Attendons alors, puisque rien ne presse. Nous sommes en nombre, nous avons abondance de munitions : nous n’avons pas besoin d’en venir à ces résolutions désespérées. N’est-ce pas, père Béquart ?

BÉQUART.

Nous tiendrions là jusqu’au jugement dernier, monsieur le Gouverneur. J’ai été sous M. de Chevert, à Prague, il y a quarante-sept ans. Le maréchal de Belle-Isle nous avait plantés là.

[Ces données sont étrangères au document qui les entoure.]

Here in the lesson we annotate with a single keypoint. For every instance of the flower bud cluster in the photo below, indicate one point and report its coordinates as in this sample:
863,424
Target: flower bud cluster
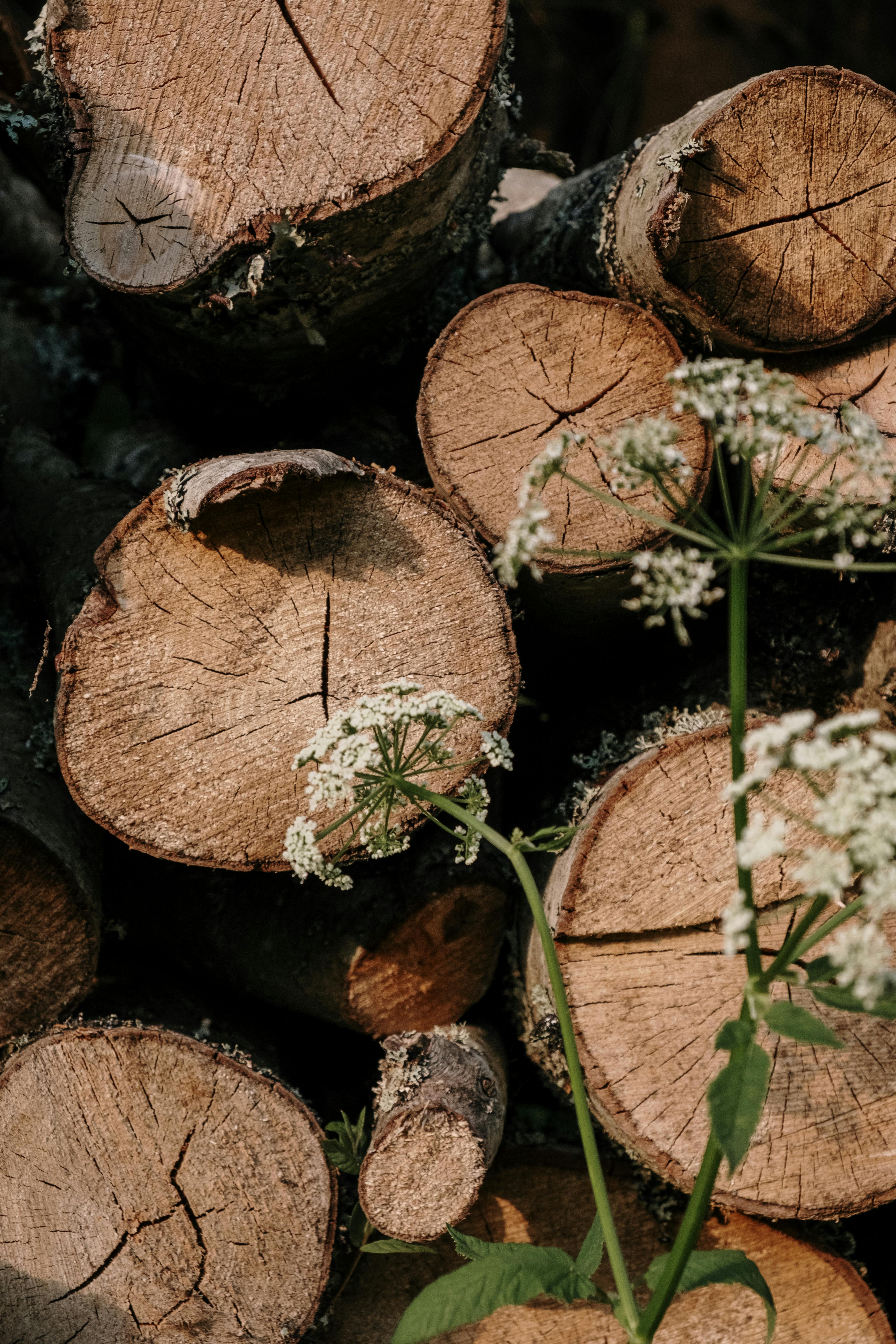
672,583
852,773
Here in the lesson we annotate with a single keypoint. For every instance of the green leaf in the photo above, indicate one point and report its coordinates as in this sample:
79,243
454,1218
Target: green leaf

Nous étions une poignée en plein pays ennemi. Nous manquions de tout. La ville même était contre nous. Jamais on n’a pu nous en déloger, que de notre consentement. Ici nous n’avons affaire qu’à de la racaille, des femmes et des boutiquiers ; nous sommes à l’abri de solides murailles, à deux pas des troupes du Champ de Mars et de Sèvres. Il n’y a qu’à fumer sa pipe et à se croiser les bras.

DE FLUE.

Aussitôt qu’on se tient coi, ces grenouilles de Parisiens vous sautent sur les genoux. Jetez-leur seulement quelques pierres, vous les verrez faire le plongeon dans leur marais.

DE LAUNEY.

Ne les exaspérons point.

DE FLUE.

Oins le vilain, il te poindra. Dépends le pendard, il te pendra.

BÉQUART.

Ce sont de pauvres gueux, monsieur de Flue. Il ne faut pas être trop dur. Ils ne savent pas bien ce qu’ils font.